# taz.de -- Versagen der Ermittlungsbehörden Kenias: Serienmord befeuert Stimmung
       
       > Gerade erst hat das Militär in Kenia Massenproteste niedergeschlagen. Nun
       > erschüttert ein Serienmord an Dutzenden Frauen das Land.
       
 (IMG) Bild: Freiwillige bergen Leichensäcke aus einer Müllgrube in einem Slum nahe der kenianischen Hauptstadt Nairobi
       
       KAMPALA taz | Tausende Menschen stehen schockiert am Rande eines
       Steinbruchs. In dem gewaltigen Loch in einem der Armenviertel von Kenias
       Hauptstadt Nairobi schwimmen tonnenweise Abfälle. Männer seilen sich ab,
       balancieren auf schwimmenden Flößen, um einige Müllsäcke herauszufischen.
       Was sie darin finden, gleicht einem Horrorfilm: Es sind Säcke voller
       Leichenteile. Insgesamt neun Leichen wurden in den vergangenen Tagen aus
       dieser Müllhalde im Armenviertel Mukuru südlich der Millionenmetropole
       geborgen. Doch noch immer suchen Freiwillige nach weiteren Säcken.
       
       Kenias Polizei meldete am Montag, sie habe in einer nahegelegenen Bar einen
       mutmaßlichen Serienmörder festgenommen, der dort Fußball schaute. Der
       33-Jährige habe gestanden, 42 Frauen ermordet zu haben, darunter seine
       eigene Ehefrau. Die Leichen habe er in der Müllgrube im Steinbruch
       entsorgt.
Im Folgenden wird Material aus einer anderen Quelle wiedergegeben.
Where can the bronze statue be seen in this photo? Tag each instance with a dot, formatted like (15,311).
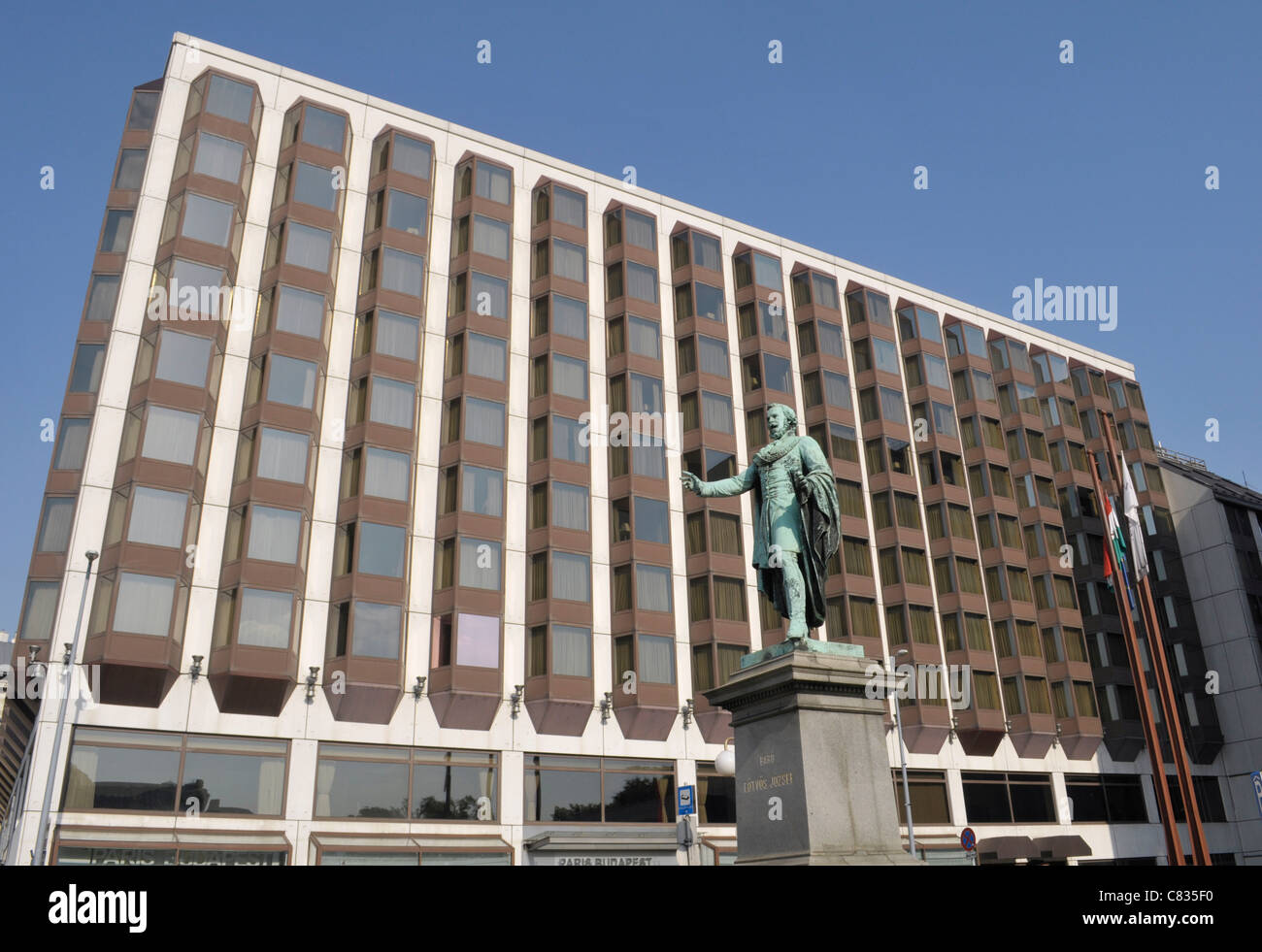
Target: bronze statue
(795,518)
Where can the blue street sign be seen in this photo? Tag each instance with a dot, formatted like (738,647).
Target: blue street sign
(968,838)
(686,801)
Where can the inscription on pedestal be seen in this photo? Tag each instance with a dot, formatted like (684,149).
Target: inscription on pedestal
(770,796)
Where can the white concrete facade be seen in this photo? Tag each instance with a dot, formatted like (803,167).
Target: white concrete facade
(189,705)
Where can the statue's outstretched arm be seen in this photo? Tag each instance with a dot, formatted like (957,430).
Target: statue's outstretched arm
(732,485)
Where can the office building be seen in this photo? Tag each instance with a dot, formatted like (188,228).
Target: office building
(378,422)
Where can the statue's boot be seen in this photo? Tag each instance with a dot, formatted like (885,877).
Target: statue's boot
(795,594)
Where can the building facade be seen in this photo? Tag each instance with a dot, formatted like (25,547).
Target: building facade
(1219,529)
(378,422)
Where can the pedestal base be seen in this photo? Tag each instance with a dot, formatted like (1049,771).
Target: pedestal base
(813,783)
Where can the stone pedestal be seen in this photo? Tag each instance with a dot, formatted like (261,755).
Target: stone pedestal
(812,771)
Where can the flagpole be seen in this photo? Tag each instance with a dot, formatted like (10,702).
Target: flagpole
(1174,847)
(1165,685)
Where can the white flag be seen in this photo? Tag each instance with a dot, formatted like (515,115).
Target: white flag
(1131,505)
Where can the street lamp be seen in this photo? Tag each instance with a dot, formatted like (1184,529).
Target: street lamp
(41,843)
(726,761)
(903,754)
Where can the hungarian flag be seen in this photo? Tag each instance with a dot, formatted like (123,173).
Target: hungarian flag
(1115,542)
(1131,506)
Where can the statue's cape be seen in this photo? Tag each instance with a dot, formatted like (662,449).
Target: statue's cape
(820,530)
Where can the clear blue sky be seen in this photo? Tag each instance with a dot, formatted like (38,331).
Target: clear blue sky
(1090,173)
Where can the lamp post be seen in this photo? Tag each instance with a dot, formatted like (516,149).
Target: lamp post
(42,842)
(903,754)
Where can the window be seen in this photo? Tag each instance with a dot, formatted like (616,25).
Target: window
(569,790)
(218,158)
(357,782)
(158,517)
(140,771)
(117,231)
(1006,799)
(652,585)
(131,169)
(183,358)
(171,435)
(54,525)
(143,605)
(928,793)
(101,298)
(308,247)
(884,353)
(1110,799)
(88,366)
(71,443)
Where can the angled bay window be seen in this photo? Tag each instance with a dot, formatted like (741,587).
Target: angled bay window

Sein Haus befinde sich in der unmittelbaren Nachbarschaft, so
       Mohamed Amin, Chef der Kriminalpolizei.
       
       Seit die ersten Leichen am Freitag entdeckt wurden, befindet sich Kenia in
       einem Schockzustand. [1][Ohnehin ist das Land seit Wochen von Unruhen
       geplagt.] Bei Massenprotesten starben 23 Menschen durch Kugeln oder andere
       Geschosse. Das Militär hatte eingegriffen, um die Proteste gewaltsam
       aufzulösen. Noch immer gelten Hunderte Demonstranten als vermisst,
       Angehörige fürchten, dass sie von Sicherheitskräften verhaftet oder gar
       getötet wurden. Polizeichef Japhet Koome musste am Freitag seinen Posten
       räumen. Am Tag zuvor hatte Kenias Präsident William Ruto fast das ganze
       Kabinett gefeuert.
       
       Vor diesem Hintergrund haben die Leichenfunde die Stimmung weiter
       angeheizt. Die unabhängige Aufsichtsbehörde über die Polizei (IPOA) hatte
       am Freitag angekündigt, zu untersuchen, ob Polizisten einer Polizeistation
       neben dem Steinbruch Gefangene getötet und deren Leichen entsorgt haben.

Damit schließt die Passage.